[I pee my pants.]
The first time it happened I was appalled. DISGUSTED. I was running my usual three-mile stretch when I sneezed. A healthy cleansing sneeze. I'm one of those people who looks at the sun for two seconds and sneezes. It's called Photic Sneeze Reflex. And since I live in Florida, I sneeze all the time. I actually (used to) enjoy it. I found it refreshing. That was, until I got pregnant and started pissing myself. Let me preface this by saying it's been a long time since I peed my pants. YEARS. Well, except for that one time in high school when my friend Sarah cracked a joke that had me rolling.

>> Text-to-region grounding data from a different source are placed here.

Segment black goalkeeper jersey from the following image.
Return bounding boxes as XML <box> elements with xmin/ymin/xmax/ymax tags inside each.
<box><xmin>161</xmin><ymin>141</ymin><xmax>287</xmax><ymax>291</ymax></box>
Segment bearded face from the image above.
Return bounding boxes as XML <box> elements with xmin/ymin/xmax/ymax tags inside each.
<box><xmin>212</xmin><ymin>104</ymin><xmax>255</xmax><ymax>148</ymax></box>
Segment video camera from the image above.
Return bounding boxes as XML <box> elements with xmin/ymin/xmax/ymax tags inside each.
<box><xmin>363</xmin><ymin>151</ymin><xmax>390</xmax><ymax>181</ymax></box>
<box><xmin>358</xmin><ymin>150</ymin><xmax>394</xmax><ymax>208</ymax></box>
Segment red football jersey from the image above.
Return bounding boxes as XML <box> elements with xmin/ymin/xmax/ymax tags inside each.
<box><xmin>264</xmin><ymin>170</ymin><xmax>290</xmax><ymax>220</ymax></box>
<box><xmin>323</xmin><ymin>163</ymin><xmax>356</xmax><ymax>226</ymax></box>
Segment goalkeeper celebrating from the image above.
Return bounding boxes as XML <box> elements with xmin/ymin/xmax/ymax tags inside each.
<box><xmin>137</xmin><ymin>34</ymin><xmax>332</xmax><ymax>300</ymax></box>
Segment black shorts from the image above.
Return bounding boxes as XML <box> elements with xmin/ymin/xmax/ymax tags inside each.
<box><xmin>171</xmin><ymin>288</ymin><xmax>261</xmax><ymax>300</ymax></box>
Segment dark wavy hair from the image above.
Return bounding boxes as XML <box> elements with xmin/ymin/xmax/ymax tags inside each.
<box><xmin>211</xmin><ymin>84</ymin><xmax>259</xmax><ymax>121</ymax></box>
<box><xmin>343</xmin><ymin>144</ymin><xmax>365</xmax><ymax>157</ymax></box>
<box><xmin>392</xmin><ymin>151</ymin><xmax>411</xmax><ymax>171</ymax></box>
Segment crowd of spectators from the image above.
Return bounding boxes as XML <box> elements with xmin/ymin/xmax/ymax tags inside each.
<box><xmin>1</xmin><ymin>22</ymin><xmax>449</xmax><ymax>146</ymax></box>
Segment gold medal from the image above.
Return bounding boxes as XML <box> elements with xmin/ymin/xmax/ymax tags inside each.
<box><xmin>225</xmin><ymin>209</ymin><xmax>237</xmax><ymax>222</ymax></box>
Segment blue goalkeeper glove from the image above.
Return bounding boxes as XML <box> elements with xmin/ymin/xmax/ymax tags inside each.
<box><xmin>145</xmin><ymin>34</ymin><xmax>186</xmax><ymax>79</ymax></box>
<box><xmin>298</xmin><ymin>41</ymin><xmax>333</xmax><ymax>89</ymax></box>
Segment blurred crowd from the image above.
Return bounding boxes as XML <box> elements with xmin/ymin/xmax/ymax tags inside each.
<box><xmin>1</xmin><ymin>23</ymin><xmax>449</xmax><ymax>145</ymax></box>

I suppose in a sense, it's reminded me of what it feels like to be a baby with soggy drawers. It's irritating. No wonder kids cry when their diapers are wet. ANYWAY. I stopped running. I threw my hands to my hips and sneered at my bulging belly. Damn you! I cursed, hoping the remark wouldn't cross the placenta. I wasn't cursing my fetus. He couldn't help that his apartment came with leaky plumbing. I was cursing his LANDLORD, or whoever it is that lords over the land of pregnant bodies. I cursed That Guy. (A woman would never design the uterus so that it sits on top of the bladder.) I cursed the small trickle of urine that had undoubtedly seeped through my underpants and onto my Nike running shorts. Eff it, I thought. If this is how it's going to be for five more months, so be it. I'm a pregnant pants pisser now. And in damp underwear, off I ran covering the rest of my three miles in long, gallant strides, sneezing twice more and pissing twice more. I tried to brace for the tinkles. Trust me. I crossed my legs and did my Kegels. I held my stomach and envisioned a faucet at the base of my urethra. A stainless steel Kohler faucet with ornate handles and an eco-friendly, airtight flow-restricting valve. The attempt proved futile. My once-Herculean pelvic floor muscles were buckling under pressure. So I made peace with the inevitable and appreciated the fact that my shorts were black. I suppose even if they weren't, I would have kept running. As any former preg will tell you, being with child means learning to live without ego. You adapt to the situation by wearing maxi pads to funny movies. So yeah. This is Confession No. 9. I'm just about 40 weeks pregnant and I piddle my pants in small amounts. Luckily, I have many pairs of underwear and a husband who thinks poor bladder control is borderline cute. So much so that he even invented a song about it to the tune of Twinkle, Twinkle Little Star. I can't remember all the lyrics, but I can tell you the first time I heard it I laughed so hard ... I peed my pants.